Reddit CEO Resigns, Alexis Ohanian Returns As Chairman

If there’s one constant in life, it’s change, and the fourth quarter of 2014 has brought quite a bit of change for Reddit, the massively popular aggregation site that could.

So here’s some more news: Reddit CEO Yishan Wong has resigned, COO Ellen Pao has become interim CEO and co-founder Alexis Ohanian has returned to the company he founded in 2005 to fill the full-time executive chairman role. Ohanian tells me that hopefully Pao will stay long-term.

According to a blog post by investor Sam Altman, Wong resigned due to a disagreement about the price and location of a new Reddit office: “To be clear, though, we didn’t ask or suggest that he resign — he decided to,” Altman wrote.

Indeed, Ohanian’s announcement post reveals that the new Reddit office will be in San Francisco, and that the RedditGifts team will be moving there. The head of that team, Dan McComas, will become SVP of product.

Reddit has become kind of a big deal lately, having raised $50 million in Series B on a $500 million valuation led by Andreessen Horowitz and Sequoia Capital, with Peter Thiel, Ron Conway, Jared Leto, Joshua Kushner, Jessica Livingston, Kevin and Julia Hartz and Snoop Dogg participating. Basically the “Fantasy Football” of startup investors. It’s also grown from 35 million uniques a month in 2011 to 175 million uniques (and 5 billion monthly page views) and acquired the largest mobile Reddit aggregator, Alien Blue.
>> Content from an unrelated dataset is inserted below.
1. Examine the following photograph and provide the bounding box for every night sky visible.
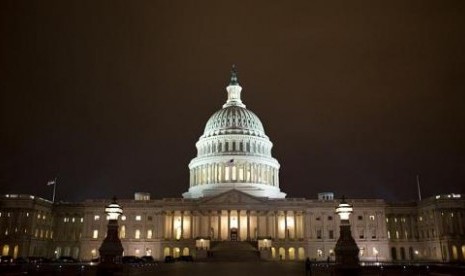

But with scale comes growing pains, most notably “The Fappening,” a release of celebrity nudes that called the site’s morals and ethics policies into question, and a brief controversy around Yishan Wong’s comments to a former employee.

When I asked Ohanian about how he thought “the Fappening” was handled, and how he looked at other offensive subreddits like /r/cutedeadcorpses, he acknowledged that the latter incident had taught the team quite a bit.

“The vast majority of the content is benign or good. The 175 million people who use Reddit overwhelmingly use it for good,” he said. “The important thing for us is to develop tech that allows the site to flourish, but also allows the best of the site to come through. And users need to feel safe using the platform, and that’s hard to figure out. I’m confident we’re going to figure this out. We have an opportunity to really set a standard.”

When asked when we, users and readers, would know what that standard was, Ohanian told me it would be done in “months.”

Ohanian also told me that Reddit draws the line on legality, which is why particularly nasty subreddits like the one linked to above still exist.

“Content like that is offensive,” he said. “That goes without saying. They are the product of giving everyone a printing press. While it is legal, it is offensive. This is what we need to figure out over the next couple of months. ”

When asked how they were figuring it out, new CEO Pao said it was all still very new. “It’s too early to talk about right now.” When asked how she saw the next couple of months shaping up for Reddit, Pao said, “[It will be] bringing people together, continuing to make progress, and working together a new team with Alexis and Dan to push Reddit forward.”

For someone who remembers when Digg “killed” Reddit, it’s pretty amazing to see it become the force it has. But with that comes great responsibility (Reddit has said it will give a portion of equity to its community), and it now has to grow up.